Penn later founded his own studio in New York, providing leading advertisers and fashion houses with seminal photographs. Alongside this workload, Penn re-invented a particular still-life genre with a distinct nod to Chardin, De Chirico and Kurt Schwitters via the Dutch masters of the 17th century. This boundless assembly was frequently placed at the disposal of his contemplative gastronomic imagery.

At about the same time, having emigrated from war torn Belgium, the young photographer Robert Freson joined Penn in America and became his assistant. He was to work alongside Penn for some 13 years, finally going solo in 1962.

Like Penn, Freson’s work also embraced the culinary still life. However where Penn had seen fit to forge his components into stark, metaphysical assemblages, Robert Freson offered a more familiar frame of reference. This contextualization marks him out as one of the most exciting exponents of food and wine photography, then and now. An inspiring body of work began to appear in The Sunday Times magazine (UK) and Marie-Claire (France). Later, under enlightened editorship, he was to use much of this material in the publication of his two formative editions – The Taste of France in 1983, followed by Savoring Italy in 1992.

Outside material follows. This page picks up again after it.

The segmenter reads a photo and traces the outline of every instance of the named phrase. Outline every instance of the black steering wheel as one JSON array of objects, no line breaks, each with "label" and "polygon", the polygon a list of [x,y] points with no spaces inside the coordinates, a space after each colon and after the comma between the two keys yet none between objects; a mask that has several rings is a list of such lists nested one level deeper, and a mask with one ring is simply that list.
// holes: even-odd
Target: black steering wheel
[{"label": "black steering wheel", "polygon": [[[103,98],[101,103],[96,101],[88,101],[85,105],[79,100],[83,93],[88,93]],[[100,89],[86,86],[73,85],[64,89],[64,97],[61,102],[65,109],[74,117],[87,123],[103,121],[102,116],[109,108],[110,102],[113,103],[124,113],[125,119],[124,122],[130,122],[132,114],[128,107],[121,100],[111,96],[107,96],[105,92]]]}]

After much collaboration between Gareth Jones, our Food Editor, and Robert Freson, In Search of Taste will be publishing a selection of his innovative images, on-line as well as in print.

What will become apparent, apart from the sheer visual delight that Freson affords, is how these photographs effortlessly occupy the present. Even more evident is how much of this contemporary work continues to influence so many photographers of today.